Constant training and education programs
Your staff may be familiar with documentation standards, but in this rapidly changing healthcare environment, it is important that they upgrade themselves regularly. Training should be an ongoing process as there are constant upgrades and improvements to EHR software, changes in regulations and the requirements of payers. Constant and regular training will definitely improve the skill level of your staff in not just documentation but also in identification and rectification of problems.
Appoint a physician advisor/champion
A good way to reduce the practice’s reliance on vendors and third party trainers is to appoint a physician advisor/champion to spearhead the CDI program. The advisor needs to be enthusiastic about the program, complete knowledge of best documentation practices and a good role model. The advisor is the core of the program – someone who is there to answer questions from other physicians and support staff. The effectiveness of the CDI program will depend a lot on the advisor’s drive and commitment to the program.
Monitor performance metrics
Although CDI programs help improve the financial viability of the facility, this alone is not a metric to measure the effectiveness of the program.

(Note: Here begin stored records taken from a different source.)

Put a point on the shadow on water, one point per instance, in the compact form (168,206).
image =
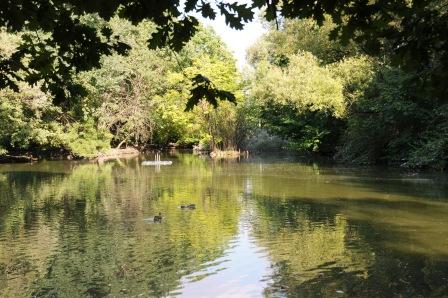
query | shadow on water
(324,249)
(275,228)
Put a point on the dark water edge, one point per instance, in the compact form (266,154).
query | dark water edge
(263,226)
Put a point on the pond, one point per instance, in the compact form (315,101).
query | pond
(273,227)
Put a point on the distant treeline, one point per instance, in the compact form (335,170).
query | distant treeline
(304,91)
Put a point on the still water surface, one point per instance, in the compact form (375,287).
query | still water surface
(262,227)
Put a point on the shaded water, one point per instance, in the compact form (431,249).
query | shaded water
(262,227)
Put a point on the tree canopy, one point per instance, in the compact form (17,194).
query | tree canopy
(59,38)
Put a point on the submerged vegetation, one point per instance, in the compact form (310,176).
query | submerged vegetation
(318,84)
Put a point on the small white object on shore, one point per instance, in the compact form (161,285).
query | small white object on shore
(157,162)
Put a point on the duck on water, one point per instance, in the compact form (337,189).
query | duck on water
(156,218)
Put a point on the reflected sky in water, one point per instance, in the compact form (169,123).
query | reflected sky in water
(274,227)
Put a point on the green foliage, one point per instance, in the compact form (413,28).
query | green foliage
(86,140)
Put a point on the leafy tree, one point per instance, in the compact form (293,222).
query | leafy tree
(413,32)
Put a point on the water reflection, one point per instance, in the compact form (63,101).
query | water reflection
(261,228)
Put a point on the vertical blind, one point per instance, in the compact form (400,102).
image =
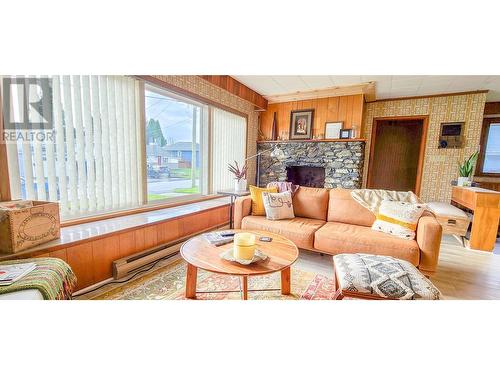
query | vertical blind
(228,145)
(94,161)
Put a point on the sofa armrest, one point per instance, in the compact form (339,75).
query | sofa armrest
(429,233)
(242,208)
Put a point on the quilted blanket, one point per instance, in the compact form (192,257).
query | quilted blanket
(372,198)
(52,277)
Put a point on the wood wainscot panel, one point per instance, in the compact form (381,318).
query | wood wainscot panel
(168,231)
(127,243)
(151,236)
(104,252)
(61,254)
(80,259)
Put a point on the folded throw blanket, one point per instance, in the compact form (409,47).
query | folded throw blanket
(284,186)
(372,198)
(52,277)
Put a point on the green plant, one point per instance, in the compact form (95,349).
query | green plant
(239,173)
(467,167)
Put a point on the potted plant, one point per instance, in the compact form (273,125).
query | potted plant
(466,169)
(240,176)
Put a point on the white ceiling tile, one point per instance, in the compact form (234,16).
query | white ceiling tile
(317,82)
(386,86)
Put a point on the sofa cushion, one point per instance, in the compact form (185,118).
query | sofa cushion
(342,208)
(278,205)
(257,201)
(299,230)
(311,203)
(337,238)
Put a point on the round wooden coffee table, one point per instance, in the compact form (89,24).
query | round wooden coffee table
(199,253)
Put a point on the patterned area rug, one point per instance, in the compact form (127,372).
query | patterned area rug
(168,283)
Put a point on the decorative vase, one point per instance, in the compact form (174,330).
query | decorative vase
(240,185)
(462,181)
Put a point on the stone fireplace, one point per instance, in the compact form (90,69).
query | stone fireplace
(327,164)
(306,176)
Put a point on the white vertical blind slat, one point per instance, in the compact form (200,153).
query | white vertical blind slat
(60,145)
(126,145)
(113,147)
(120,138)
(96,121)
(228,146)
(71,166)
(89,143)
(29,182)
(12,153)
(38,155)
(80,144)
(132,136)
(106,155)
(140,146)
(50,154)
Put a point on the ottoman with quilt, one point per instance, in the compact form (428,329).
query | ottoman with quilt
(368,276)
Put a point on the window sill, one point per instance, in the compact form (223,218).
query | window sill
(78,233)
(146,208)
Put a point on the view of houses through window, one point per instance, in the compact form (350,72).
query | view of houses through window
(173,137)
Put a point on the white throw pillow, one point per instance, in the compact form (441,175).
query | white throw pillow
(398,218)
(278,205)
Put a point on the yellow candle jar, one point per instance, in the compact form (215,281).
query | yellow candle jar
(244,246)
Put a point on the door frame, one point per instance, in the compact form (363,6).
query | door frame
(421,154)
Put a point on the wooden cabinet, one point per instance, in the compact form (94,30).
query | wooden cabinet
(486,207)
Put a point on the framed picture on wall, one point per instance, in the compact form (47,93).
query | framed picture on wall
(346,133)
(332,129)
(301,124)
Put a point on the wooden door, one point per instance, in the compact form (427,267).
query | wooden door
(396,154)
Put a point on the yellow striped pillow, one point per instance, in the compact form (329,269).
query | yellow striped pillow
(398,218)
(257,201)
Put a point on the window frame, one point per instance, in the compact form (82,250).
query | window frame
(203,138)
(487,121)
(5,194)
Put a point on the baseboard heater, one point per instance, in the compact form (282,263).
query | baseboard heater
(123,266)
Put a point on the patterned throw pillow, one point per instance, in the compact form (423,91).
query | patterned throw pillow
(398,218)
(278,205)
(257,203)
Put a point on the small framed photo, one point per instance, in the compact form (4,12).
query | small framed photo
(346,133)
(301,124)
(332,129)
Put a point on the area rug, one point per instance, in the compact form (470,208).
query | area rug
(168,283)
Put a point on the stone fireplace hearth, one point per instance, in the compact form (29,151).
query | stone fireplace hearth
(342,162)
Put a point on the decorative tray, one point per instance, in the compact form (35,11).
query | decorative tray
(228,255)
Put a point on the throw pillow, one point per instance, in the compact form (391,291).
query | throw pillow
(278,205)
(398,218)
(257,202)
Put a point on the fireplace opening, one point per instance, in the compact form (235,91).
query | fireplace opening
(306,176)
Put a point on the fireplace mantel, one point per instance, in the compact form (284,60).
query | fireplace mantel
(315,140)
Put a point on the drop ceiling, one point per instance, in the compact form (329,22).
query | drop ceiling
(385,86)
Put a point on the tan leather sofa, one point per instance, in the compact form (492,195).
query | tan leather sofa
(331,221)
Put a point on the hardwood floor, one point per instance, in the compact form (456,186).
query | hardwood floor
(462,274)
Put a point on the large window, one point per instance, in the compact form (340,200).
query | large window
(116,143)
(175,128)
(489,161)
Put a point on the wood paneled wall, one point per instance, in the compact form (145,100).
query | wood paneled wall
(348,109)
(237,88)
(92,260)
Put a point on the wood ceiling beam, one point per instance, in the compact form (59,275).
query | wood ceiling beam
(367,89)
(237,88)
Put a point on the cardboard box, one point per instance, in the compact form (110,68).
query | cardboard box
(25,224)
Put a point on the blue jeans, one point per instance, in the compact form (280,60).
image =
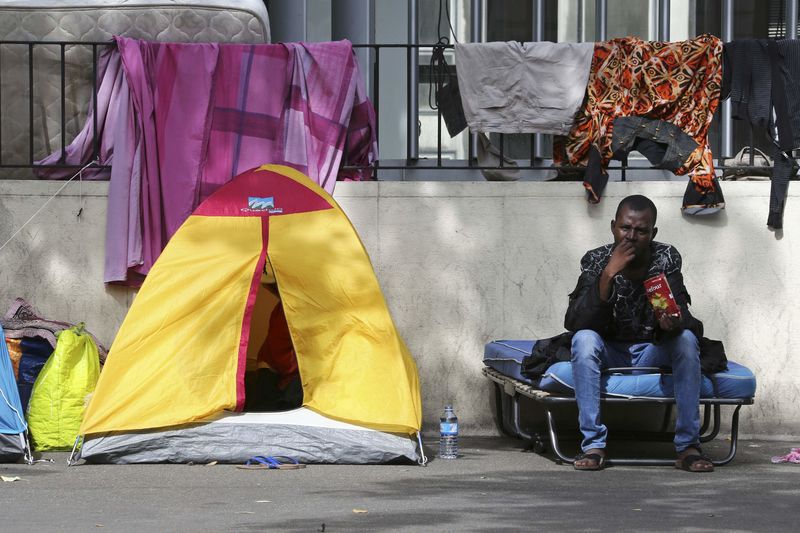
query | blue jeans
(591,354)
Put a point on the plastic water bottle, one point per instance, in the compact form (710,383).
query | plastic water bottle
(448,434)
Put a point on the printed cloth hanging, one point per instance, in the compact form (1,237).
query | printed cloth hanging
(178,120)
(676,82)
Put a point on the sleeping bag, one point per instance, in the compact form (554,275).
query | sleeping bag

To really benefit from the program, it is important that the following performance metrics are monitored.
- Number of cases reviewed and time spent per case
- Physician response rates
- Agreement / disagreement rates of physicians
- Response time to queries
- Expected versus observed death rates
- DRG shift rates.
The facility also needs to analyze these results to find out which physicians are queried most often and which diagnosis is queried the maximum – there may be a need for further education/training for physicians / coders.
More access to EHRs for patients
Making mistakes is human and it is inevitable that physicians will make documentation errors at times. Allowing greater access to patients to review their medical records helps in finding these errors. Making use of technology, to allow patients to review their medical records on an online portal can and will help the facility to improve the accuracy of its documentation. As it is, according to the requirements of Stage 2 Meaningful Use, allowing patients access to their medical records is mandatory – why wait to implement the same.